In this paper, we propose a hybrid multimodal data fusion-based method for identifying gambling websites, which extracts and fuses both visual features and semantic features of webpage screenshots. We make full use of the text information in the images of gambling websites to improve identification accuracy. We experimentally demonstrate that the text information in images has stronger semantics than HTML and is more useful for gambling website identification. In particular, we propose a hybrid multimodal data fusion approach to fuse the visual and semantic features at both the feature level and decision level. The experimental results demonstrate the effectiveness of the proposed method, with all the evaluation metrics achieving satisfactory standards.
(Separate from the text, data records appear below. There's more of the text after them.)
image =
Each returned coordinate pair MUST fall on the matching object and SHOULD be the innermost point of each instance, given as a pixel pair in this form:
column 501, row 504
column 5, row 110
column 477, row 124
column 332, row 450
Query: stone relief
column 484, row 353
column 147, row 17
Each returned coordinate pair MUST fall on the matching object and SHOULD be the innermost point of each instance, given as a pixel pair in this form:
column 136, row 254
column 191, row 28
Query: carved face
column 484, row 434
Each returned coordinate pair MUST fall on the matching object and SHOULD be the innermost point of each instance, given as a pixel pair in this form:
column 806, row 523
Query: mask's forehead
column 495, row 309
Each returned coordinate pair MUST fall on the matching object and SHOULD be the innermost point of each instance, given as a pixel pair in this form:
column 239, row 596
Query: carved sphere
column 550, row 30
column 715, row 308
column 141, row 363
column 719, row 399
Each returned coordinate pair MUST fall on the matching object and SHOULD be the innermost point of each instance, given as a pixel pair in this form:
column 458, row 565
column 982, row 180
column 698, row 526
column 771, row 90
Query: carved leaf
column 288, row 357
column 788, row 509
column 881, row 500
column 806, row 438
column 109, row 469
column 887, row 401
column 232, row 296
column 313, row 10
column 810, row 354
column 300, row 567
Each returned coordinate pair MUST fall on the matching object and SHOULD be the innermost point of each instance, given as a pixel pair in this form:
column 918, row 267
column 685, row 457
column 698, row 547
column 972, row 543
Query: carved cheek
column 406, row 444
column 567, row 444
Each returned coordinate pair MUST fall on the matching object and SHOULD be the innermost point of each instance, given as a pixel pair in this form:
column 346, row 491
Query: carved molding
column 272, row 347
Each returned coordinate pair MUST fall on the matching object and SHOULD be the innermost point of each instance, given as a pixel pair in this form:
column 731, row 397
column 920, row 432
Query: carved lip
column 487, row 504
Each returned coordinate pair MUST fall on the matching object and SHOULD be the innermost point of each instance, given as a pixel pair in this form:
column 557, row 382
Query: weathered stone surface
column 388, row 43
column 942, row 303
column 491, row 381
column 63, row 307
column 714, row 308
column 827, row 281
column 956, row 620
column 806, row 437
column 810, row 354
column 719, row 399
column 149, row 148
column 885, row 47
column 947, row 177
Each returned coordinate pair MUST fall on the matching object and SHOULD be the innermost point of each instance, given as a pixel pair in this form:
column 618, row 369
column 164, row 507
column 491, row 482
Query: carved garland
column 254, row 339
Despite the effective performance of the proposed method, it still has some limitations that need to be improved in the future. First, the model can be improved by being incorporated with more features. In this paper, we mainly use visual and semantic features of webpage screenshots. In the future, we will explore fusing more features and investigate better multimodal data fusion methods to fuse more modalities of data. Another limitation is that the accuracy of OCR extraction of text will directly affect the accuracy of text classification and multimodal data fusion. If there are some errors in the text information extracted by OCR, the performance of text classification and multimodal classification will suffer. Therefore, we will explore the impact of OCR errors on model performance and how to reduce such errors in future work.